Ce sont deux bonnes illustrations de la réforme du code pénal opérée par la loi du 10 juillet 2000 qui distingue désormais selon que :
- le prévenu a causé directement le dommage : une simple faute d'imprudence ou de négligence suffit, ainsi qu'en cas de simple manquement à une obligation de prudence ou de sécurité prévue par la loi ou par un décret,
- ou a seulement créé ou contribué à créer la situation qui a permis la réalisation du dommage : l'article 121-3 du code pénal exige alors une faute "caractérisée" ou la "violation manifestement délibérée" de l'obligation légale ou réglementaire.
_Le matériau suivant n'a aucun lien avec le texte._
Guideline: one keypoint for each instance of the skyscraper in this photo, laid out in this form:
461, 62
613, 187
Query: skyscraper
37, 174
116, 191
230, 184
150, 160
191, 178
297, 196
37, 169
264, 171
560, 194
Il nous est agréable de citer le Professeur Véron soulignant que "La loi opère une distinction relative à la nature de la faute en exigeant une faute plus grave en cas de causalité indirecte qu'en cas de causalité directe. Mais cette distinction ne se retrouve pas lorsqu'il s'agit d'apprécier les conséquences des fautes commises. Dans un cas comme dans l'autre la responsabilité pénale ne peut être retenue que si les fautes des prévenus ont une relation de causalité certaine avec le dommage, que celle-ci soit directe ou indirecte. En matière pénale, on ne peut se contenter de probabilités ou de possibilités. Il faut des certitudes et la relaxe s'impose en cas de doute."
La défense des médecins poursuivis pénalement doit développer impérativement ces causes de relaxe, après avoir exigé que la mission des experts les conduise à ventiler, dans leurs rapports, les causes et les effets.